Drinks You Should Avoid After Your Workout

If you are working out, you likely care about your wellbeing. Exercise has many health benefits, such as reducing your risk of obesity, diabetes, and cancer (per U.S. National Library of Medicine). For many people, the ideal follow-up to a good workout is a thirst-quenching, refreshing drink that cools them down. This is all well and good, but the last thing you want to do is have a drink that counteracts all of the health benefits you received from working out. 

Ironically, sports drinks may do just that. Advertisers tend to focus on how sports drinks replenish electrolytes, but electrolyte depletion is typically only a problem for intense exercise lasting longer than an hour. After less intense exercise, sports drinks function as just another sugary drink. Studies show that people who have sugary drinks, including sports drinks, are more likely to gain weight (per Harvard School of Public Health).

Sports milks are not necessarily healthy alternatives, as they are highly processed. Alcohol should also be avoided, as it is a diuretic and can dehydrate you after you have lost fluid from exercise. Since your heart is already pumping, you may also want to lay off on the caffeine (per Prevention). 

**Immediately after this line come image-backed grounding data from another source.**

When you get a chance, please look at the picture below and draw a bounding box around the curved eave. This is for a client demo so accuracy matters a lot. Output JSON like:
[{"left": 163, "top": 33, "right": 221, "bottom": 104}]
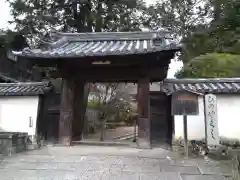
[{"left": 13, "top": 45, "right": 181, "bottom": 59}]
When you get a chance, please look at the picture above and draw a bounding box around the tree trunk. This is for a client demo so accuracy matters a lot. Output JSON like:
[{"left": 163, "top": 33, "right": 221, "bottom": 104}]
[
  {"left": 99, "top": 85, "right": 110, "bottom": 141},
  {"left": 100, "top": 118, "right": 105, "bottom": 141}
]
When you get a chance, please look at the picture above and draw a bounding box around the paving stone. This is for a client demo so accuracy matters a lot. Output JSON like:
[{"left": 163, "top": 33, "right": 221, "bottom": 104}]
[
  {"left": 68, "top": 162, "right": 92, "bottom": 171},
  {"left": 79, "top": 170, "right": 105, "bottom": 180},
  {"left": 0, "top": 161, "right": 92, "bottom": 171},
  {"left": 82, "top": 156, "right": 108, "bottom": 163},
  {"left": 193, "top": 159, "right": 220, "bottom": 166},
  {"left": 1, "top": 169, "right": 84, "bottom": 180},
  {"left": 53, "top": 162, "right": 90, "bottom": 171},
  {"left": 123, "top": 165, "right": 161, "bottom": 173},
  {"left": 101, "top": 169, "right": 122, "bottom": 178},
  {"left": 0, "top": 169, "right": 22, "bottom": 179},
  {"left": 87, "top": 162, "right": 112, "bottom": 171},
  {"left": 1, "top": 155, "right": 55, "bottom": 163},
  {"left": 0, "top": 162, "right": 40, "bottom": 170},
  {"left": 115, "top": 157, "right": 159, "bottom": 166},
  {"left": 110, "top": 163, "right": 125, "bottom": 170},
  {"left": 23, "top": 171, "right": 80, "bottom": 180},
  {"left": 101, "top": 157, "right": 118, "bottom": 164},
  {"left": 160, "top": 166, "right": 201, "bottom": 174},
  {"left": 0, "top": 169, "right": 50, "bottom": 180},
  {"left": 117, "top": 171, "right": 139, "bottom": 180},
  {"left": 0, "top": 146, "right": 232, "bottom": 180},
  {"left": 52, "top": 156, "right": 86, "bottom": 163},
  {"left": 158, "top": 157, "right": 216, "bottom": 167},
  {"left": 198, "top": 165, "right": 232, "bottom": 176},
  {"left": 139, "top": 172, "right": 182, "bottom": 180},
  {"left": 141, "top": 158, "right": 161, "bottom": 166},
  {"left": 171, "top": 160, "right": 200, "bottom": 167},
  {"left": 101, "top": 170, "right": 139, "bottom": 180},
  {"left": 181, "top": 174, "right": 227, "bottom": 180},
  {"left": 114, "top": 157, "right": 143, "bottom": 165},
  {"left": 158, "top": 159, "right": 199, "bottom": 167}
]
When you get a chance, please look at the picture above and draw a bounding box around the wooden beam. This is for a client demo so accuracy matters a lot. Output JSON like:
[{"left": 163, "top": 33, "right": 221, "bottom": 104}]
[{"left": 69, "top": 66, "right": 167, "bottom": 82}]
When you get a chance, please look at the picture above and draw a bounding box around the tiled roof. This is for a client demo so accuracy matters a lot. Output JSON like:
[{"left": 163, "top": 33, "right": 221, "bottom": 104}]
[
  {"left": 13, "top": 31, "right": 181, "bottom": 58},
  {"left": 161, "top": 78, "right": 240, "bottom": 95},
  {"left": 0, "top": 82, "right": 52, "bottom": 96}
]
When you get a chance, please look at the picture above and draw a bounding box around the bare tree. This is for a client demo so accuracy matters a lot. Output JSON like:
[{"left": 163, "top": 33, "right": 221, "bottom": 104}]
[{"left": 91, "top": 83, "right": 134, "bottom": 141}]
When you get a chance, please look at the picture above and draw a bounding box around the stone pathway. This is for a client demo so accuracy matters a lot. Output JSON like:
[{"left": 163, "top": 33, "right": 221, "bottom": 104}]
[
  {"left": 0, "top": 146, "right": 232, "bottom": 180},
  {"left": 84, "top": 126, "right": 136, "bottom": 140}
]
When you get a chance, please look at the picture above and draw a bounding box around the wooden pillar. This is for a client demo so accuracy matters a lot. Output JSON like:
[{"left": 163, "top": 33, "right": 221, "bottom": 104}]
[
  {"left": 72, "top": 80, "right": 89, "bottom": 141},
  {"left": 167, "top": 96, "right": 174, "bottom": 147},
  {"left": 137, "top": 77, "right": 151, "bottom": 149},
  {"left": 59, "top": 78, "right": 74, "bottom": 145},
  {"left": 183, "top": 115, "right": 188, "bottom": 156}
]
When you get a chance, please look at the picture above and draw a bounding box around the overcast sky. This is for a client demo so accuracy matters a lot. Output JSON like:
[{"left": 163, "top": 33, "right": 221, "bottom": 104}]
[{"left": 0, "top": 0, "right": 182, "bottom": 78}]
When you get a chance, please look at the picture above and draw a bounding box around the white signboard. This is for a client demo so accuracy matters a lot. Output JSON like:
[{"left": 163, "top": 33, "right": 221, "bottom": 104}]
[{"left": 204, "top": 94, "right": 220, "bottom": 146}]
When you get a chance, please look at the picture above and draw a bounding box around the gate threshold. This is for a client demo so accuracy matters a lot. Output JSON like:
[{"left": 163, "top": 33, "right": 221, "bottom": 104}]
[{"left": 71, "top": 140, "right": 137, "bottom": 148}]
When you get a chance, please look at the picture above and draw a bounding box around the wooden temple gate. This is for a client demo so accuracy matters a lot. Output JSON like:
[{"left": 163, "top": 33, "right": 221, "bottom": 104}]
[{"left": 14, "top": 31, "right": 180, "bottom": 148}]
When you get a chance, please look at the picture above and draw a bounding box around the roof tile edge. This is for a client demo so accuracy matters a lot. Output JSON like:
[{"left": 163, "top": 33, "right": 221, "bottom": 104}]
[{"left": 164, "top": 78, "right": 240, "bottom": 83}]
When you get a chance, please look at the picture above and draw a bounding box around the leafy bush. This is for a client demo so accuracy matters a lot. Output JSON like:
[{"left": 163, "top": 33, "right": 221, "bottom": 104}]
[
  {"left": 87, "top": 101, "right": 102, "bottom": 110},
  {"left": 176, "top": 53, "right": 240, "bottom": 78}
]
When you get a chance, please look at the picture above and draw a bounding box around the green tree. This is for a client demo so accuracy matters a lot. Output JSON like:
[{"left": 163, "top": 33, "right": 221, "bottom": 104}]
[
  {"left": 7, "top": 0, "right": 147, "bottom": 44},
  {"left": 142, "top": 0, "right": 210, "bottom": 40},
  {"left": 176, "top": 0, "right": 240, "bottom": 78},
  {"left": 181, "top": 0, "right": 240, "bottom": 62},
  {"left": 0, "top": 30, "right": 28, "bottom": 50},
  {"left": 175, "top": 53, "right": 240, "bottom": 78},
  {"left": 140, "top": 0, "right": 212, "bottom": 66}
]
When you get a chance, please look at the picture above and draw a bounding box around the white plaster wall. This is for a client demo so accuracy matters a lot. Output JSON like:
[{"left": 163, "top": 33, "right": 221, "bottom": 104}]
[
  {"left": 0, "top": 96, "right": 39, "bottom": 136},
  {"left": 174, "top": 94, "right": 240, "bottom": 140},
  {"left": 128, "top": 82, "right": 160, "bottom": 95}
]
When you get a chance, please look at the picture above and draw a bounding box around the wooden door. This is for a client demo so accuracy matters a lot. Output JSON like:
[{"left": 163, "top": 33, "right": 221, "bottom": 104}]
[
  {"left": 45, "top": 111, "right": 59, "bottom": 143},
  {"left": 150, "top": 92, "right": 173, "bottom": 147}
]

This is what to drink after working out

Although packaged sports milks are heavily processed, nutrition consultant Diane Sanfilippo tells Prevention that people can make their own sports milk by mixing water with an additive-free protein powder, cacao powder, and a bit of maple syrup. This can help replenish glycogen, making you feel less tired after a workout.

Vandana Sheth, a spokesperson for the Academy of Nutrition and Dietetics, noted to Prevention that coconut water is a good alternative for people who want to replenish their electrolytes. People who crave soda for carbonation may want to consider sparkling water, perhaps flavored with slices of lime or lemon. If it's the caffeine you're craving, you may want to try chocolate milk or add cacao to a smoothie.

In a lot of cases, the best option is just plain water, says the Harvard School of Public Health. If you choose water, you may want to keep it cold, as cold water may do a better job hydrating you and cooling you down. According to the U.S. Centers for Disease Control and Prevention, you may even want to put a freezer-safe water bottle in the freezer to make sure you have icy cold water to enjoy after your workout.